Dagli USA

Primarie. Obama pensa già alla squadra di governo

di Marco Bardazzi

16-05-2008

WASHINGTON. Hillary Clinton è ancora alle prese con i conteggi dei delegati e le residue speranze di agguantare la nomination. Ma in casa del suo avversario, Barack Obama si lavora già alla squadra di governo: dopo la discesa in campo al suo fianco dell'ex candidato John Edwards, il senatore sta lentamente riunendo dietro di sé il partito democratico e attende un segnale dal 'grande vecchio Al Gore.
Uno dopo l'altro, dietro a Obama in questi mesi si sono allineati pezzi da novanta come Ted Kennedy (con buona parte del suo clan familiare), John Kerry e gli ex candidati presidenti Bill Richardson e Chris Dodd. Edwards ha completato un quadro che indica con sempre maggior chiarezza come il partito sia pronto a riconoscere la vittoria di Obama e a incoronarlo come sfidante del repubblicano John McCain.
In cambio, molti tra coloro che hanno scelto di saltare sul carro di Obama, sfidando le ire di Bill e Hillary Clinton, possono contare su posizioni di rilievo in una possibile, futura amministrazione guidata dal primo nero alla guida della Casa Bianca.
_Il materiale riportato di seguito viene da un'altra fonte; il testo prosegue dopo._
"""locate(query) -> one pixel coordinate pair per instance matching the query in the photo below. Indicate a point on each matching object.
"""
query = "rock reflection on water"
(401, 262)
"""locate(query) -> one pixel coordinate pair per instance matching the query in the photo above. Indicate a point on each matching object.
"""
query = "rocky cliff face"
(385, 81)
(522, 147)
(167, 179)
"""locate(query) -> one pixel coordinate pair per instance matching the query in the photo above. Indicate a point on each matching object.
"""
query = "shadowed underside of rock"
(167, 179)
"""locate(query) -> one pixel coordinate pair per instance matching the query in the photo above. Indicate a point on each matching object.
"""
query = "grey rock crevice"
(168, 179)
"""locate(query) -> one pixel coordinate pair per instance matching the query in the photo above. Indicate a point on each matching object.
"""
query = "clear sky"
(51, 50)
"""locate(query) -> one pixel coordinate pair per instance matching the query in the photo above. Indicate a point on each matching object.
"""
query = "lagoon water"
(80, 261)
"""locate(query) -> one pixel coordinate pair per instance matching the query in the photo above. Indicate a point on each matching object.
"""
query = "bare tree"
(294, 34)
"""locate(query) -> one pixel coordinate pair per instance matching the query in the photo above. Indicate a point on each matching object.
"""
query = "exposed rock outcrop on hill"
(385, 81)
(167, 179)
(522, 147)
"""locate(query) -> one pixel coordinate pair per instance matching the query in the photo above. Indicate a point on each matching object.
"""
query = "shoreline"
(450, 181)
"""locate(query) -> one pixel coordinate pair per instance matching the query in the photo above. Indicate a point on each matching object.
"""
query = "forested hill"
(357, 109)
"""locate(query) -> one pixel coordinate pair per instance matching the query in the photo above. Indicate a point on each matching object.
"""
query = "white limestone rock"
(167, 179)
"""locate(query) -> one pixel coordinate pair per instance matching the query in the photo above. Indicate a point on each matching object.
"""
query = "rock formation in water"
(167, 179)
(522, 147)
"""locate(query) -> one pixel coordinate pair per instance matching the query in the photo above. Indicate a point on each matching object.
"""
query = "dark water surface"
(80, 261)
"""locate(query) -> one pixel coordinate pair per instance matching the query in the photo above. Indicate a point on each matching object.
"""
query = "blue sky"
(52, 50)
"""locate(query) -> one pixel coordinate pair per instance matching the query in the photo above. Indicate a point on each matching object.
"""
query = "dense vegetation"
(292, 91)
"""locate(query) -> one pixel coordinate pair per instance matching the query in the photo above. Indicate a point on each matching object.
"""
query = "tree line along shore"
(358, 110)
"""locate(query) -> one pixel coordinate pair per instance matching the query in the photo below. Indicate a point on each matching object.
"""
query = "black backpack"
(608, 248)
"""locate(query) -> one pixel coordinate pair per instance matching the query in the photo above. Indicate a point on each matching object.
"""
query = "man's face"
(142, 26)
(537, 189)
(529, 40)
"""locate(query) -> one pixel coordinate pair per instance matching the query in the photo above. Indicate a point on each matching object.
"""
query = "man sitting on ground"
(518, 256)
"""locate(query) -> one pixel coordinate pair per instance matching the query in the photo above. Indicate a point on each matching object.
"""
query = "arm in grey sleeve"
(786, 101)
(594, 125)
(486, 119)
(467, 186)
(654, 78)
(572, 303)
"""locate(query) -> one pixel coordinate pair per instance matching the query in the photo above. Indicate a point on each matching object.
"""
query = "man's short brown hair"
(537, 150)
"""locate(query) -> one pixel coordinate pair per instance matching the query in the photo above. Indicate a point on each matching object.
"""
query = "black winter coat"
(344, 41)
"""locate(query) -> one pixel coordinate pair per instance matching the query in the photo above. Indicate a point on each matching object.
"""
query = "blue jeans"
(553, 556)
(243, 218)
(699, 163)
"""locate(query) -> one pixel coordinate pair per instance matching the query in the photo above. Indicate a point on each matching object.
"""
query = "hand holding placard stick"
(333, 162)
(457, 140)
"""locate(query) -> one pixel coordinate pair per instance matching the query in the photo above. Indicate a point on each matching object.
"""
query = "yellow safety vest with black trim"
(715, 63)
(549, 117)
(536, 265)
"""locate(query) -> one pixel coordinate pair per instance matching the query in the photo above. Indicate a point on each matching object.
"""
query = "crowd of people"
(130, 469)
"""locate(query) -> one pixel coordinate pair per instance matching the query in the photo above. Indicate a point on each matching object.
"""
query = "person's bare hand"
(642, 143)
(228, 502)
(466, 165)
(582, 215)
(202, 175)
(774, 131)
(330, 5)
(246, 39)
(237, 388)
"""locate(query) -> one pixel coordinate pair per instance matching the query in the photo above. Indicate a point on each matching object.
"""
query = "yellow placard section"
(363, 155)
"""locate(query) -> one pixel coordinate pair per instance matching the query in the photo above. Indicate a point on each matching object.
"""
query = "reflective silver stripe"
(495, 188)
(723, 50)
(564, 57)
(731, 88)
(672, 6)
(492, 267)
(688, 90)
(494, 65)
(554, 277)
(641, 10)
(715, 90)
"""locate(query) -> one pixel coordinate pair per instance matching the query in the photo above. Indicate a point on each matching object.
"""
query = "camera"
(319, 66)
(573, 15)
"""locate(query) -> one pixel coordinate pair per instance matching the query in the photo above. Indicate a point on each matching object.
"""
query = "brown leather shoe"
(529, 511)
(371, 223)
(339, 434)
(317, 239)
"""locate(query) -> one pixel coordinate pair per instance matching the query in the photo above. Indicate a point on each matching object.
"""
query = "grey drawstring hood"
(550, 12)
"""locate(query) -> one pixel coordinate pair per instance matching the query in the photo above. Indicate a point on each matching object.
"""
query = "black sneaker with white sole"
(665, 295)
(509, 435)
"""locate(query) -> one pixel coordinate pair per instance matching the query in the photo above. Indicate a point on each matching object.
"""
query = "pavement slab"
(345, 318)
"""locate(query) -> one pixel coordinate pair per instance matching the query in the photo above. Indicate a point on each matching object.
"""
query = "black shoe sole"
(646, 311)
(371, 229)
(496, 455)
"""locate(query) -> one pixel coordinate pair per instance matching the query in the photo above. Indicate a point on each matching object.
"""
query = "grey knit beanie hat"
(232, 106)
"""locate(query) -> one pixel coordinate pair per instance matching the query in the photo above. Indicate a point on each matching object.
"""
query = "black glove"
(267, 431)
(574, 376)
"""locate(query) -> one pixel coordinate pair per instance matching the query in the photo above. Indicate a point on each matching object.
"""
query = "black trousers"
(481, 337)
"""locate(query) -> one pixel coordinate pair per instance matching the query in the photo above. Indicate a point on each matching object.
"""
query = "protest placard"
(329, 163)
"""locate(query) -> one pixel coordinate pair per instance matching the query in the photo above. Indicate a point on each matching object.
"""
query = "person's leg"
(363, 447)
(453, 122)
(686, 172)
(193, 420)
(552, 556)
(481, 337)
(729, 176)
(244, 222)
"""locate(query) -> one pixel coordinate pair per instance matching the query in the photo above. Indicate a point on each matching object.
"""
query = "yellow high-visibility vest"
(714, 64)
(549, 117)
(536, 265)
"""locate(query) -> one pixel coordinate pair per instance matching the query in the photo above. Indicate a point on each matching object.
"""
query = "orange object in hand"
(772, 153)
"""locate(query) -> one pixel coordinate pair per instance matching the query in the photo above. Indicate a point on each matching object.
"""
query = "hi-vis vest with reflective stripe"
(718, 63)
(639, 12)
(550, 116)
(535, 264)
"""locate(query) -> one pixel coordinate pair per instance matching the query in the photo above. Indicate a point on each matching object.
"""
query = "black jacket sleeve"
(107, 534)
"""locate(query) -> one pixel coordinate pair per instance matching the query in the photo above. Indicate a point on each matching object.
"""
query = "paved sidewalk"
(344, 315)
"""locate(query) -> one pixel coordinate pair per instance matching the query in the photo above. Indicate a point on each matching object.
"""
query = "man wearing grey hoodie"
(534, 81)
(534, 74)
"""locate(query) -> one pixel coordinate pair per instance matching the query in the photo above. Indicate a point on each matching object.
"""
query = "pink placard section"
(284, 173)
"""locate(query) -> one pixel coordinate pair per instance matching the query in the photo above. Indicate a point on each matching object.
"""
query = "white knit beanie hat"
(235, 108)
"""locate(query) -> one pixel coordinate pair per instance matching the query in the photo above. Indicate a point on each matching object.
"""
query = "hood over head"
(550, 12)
L'entusiasmo con cui migliaia di sostenitori di Obama hanno accolto Edwards mercoledì sera, quando in Michigan è comparso al fianco del candidato per dichiarare il proprio appoggio, ha subito alimentato voci di un possibile 'ticket' presidenziale. Ma gli osservatori sottolineano come Edwards abbia già rivestito il ruolo di candidato vice nel 2004 e porti con sé, per questo, l'immagine di un perdente.
Obama è stato ricco di elogi per l'ex rivale e ha lasciato capire che un posto importante per lui ci sarà senz'altro a Washington, in caso di vittoria a novembre. Edwards, Richardson, Dodd potrebbero tutti diventare uomini della futura squadra presidenziale di Obama. C'é attesa per vedere se un appoggio arriverà anche dall'ex vicepresidente e premio Nobel Al Gore, che potrebbe rivelarsi decisivo nel convincere il partito a dichiarare chiusa la partita. Ma i portavoce di Gore per il momento ripetono che non intende schierarsi e lo stesso Obama ha garantito di "non star facendo pressioni per il suo appoggio: sarei felicissimo di averlo, ma mi rendo conto che quando hai vinto il Nobel per la Pace, dare un appoggio politico è forse un passo indietro".
Per quanto il senatore cerchi di concentrarsi già sulla sfida con McCain, la realtà resta quella di una corsa alla nomination tutt'altro che conclusa. La Clinton è impegnata a dar battaglia almeno fino alla fine della serie delle primarie a giugno e sta schierando le forze in campo in particolare per la riunione a Washington, il 31 maggio, di una commissione del partito democratico che dovrà decidere come risolvere la questione dei delegati di Michigan e Florida, due stati vinti dall'ex First Lady in elezioni che il partito ha annullato. Il 'Rules and Bylaw Committee', il comitato che dovrà decidere, è composto da 30 membri di cui 13 sono schierati con la Clinton. Altri otto sono nel campo di Obama, mentre gli altri non si sono pronunciati. I clintoniani spingeranno per far assegnare i delegati dei due stati in base al voto popolare: in questo caso la senatrice ne otterrebbe 47 in più di Obama.
Non basterebbe comunque, in termini matematici, a riportarla in testa, ma le darebbe un forte impulso psicologico per cercare di convincere gli indecisi tra i 'superdelegati', i membri del partito liberi di schierarsi come vogliono alla convention. Il problema è che il tempo sta finendo per la Clinton. Il 20 maggio, dopo il voto in Oregon e Kentucky, Obama sembra intenzionato a dichiarare vittoria per la raggiunta maggioranza di delegati e superdelegati e l'arrivo di Edwards ha accelerato il processo. L'ex candidato controllava 19 delegati e all' indomani dell'annuncio già quattro di loro si sono pronunciati per Obama, insieme al potente sindacato dei lavoratori dell' acciaio (600.000 membri), che era schierato con Edwards e ad alcuni superdelegati. Secondo i conteggi dell'AP, Obama controlla adesso 1.895 delegati, contro i 1.718 della rivale, e il traguardo di quota 2.026, necessario per la vittoria, appare sempre più vicino.